Great thanks to Anthony and WUWT team. Marvelous interview and enriching comments, beginning to end!

Koslowski
April 15, 2018 3:39 pm

Thank you Dr Soon for your well thought and reasoned answers.
“The contrasting political theory was and is known to Chinese thinkers as Confucianism and to us as libertarianism and democracy.”
You have given me much food for thought. I had not considered Confucianism as equating with libertarianism. I will have to do more reading on the subject.

Tim Fritzley
April 15, 2018 7:58 pm

Dr. Soon’s post highlights the obvious. There are so many variables that affect the earth’s climate. It highlights the earth’s resilience to maintain a temperature within what is in reality a very narrow temperature window. That is why life as we know it can exist.

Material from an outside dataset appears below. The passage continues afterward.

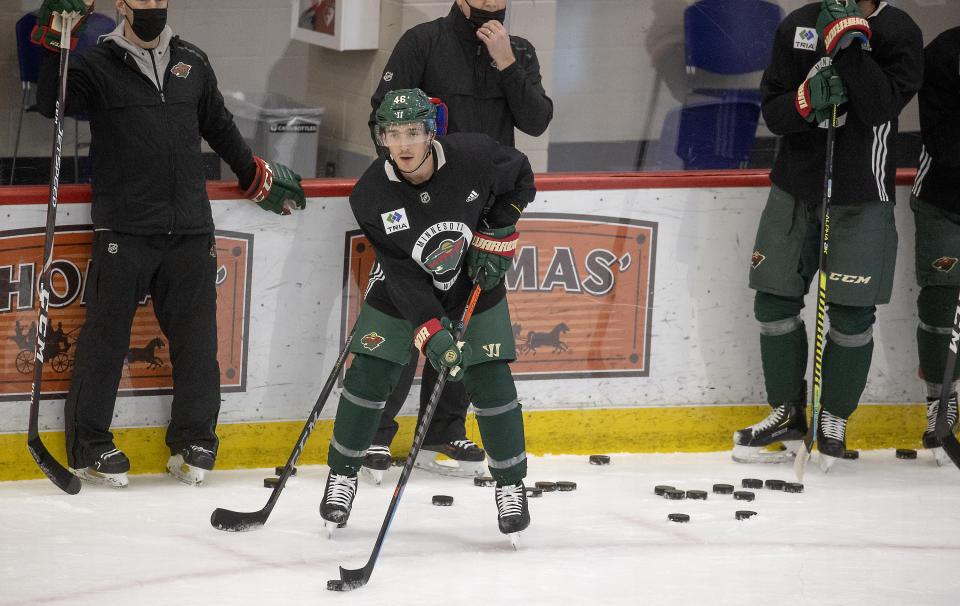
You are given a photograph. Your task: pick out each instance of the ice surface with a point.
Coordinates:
(874, 531)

I believe that is the main point of Willis’s many posts. The earth does have a regulatory system that keeps it within this window. It is also obvious that the earth goes from ice ages to moderate ages. What causes these transitions is unknown at this time, but is more than likely a combination of all of the many, many variables in specific combinations that we do not understand or maybe even yet know about. That is, a very random variable that does not occur very often in combination with all of the other variables is the trigger for these transitions. Absolutely none of the current models are sufficient to tell us what that the combinations of these variables are that trigger these transitions. All of the pseudo science from the CAGW crowd is nothing more than advocacy by rent seekers for money and fleeting fame. These advocacy groups range from scientists wanting money and fame to politicians looking for wedge issues, to globalist looking for a one world government. The combinations of these groups are infinite and sadly lack an moral or ethical center. Each will do whatever they deem necessary to succeed. Not a one of them will care about the facts, science or long term economic, social, or governance impact of their pursuit of their personal agendas. All of them are evil and self-serving.

Caleb
April 16, 2018 6:40 am

As a writer I am impressed by Dr. Soon’s ability to express himself with superb clarity. He not only expresses his own views with coherency, but quite often he explains the views of those who differ from him more clearly than those who differ seem capable of.
I got to thinking how odd it seemed that a Dr. Soon could do a better job expressing another’s opposing idea than the “opponent” could. How is this possible?
Here is my hypothesis: If a man is steadfastly interested in the truth, he is far more able to speak clearly about subjects than a different man is, when the different man must tiptoe around the truth to be “politically correct”.

Reply to  Caleb
April 16, 2018 12:59 pm

+100

BrianB
Reply to  Caleb
April 16, 2018 6:29 pm

Well, maybe, but that theory doesn’t explain con men who are uniformly articulate; at least the good ones.

Caleb
Reply to  BrianB
April 16, 2018 7:35 pm

Very good point, but here is a second hypothesis: A truly great con-artist never speaks a word without first sizing the “sucker” up. He measures the man, and sees where the man has a secret lust to get “something for nothing”. When he meets a truly honest man he meets one who knows getting “something for nothing” is not possible. A great con-artist does not waste his time on such people.
IE: A card-shark doesn’t bother with men who don’t gamble.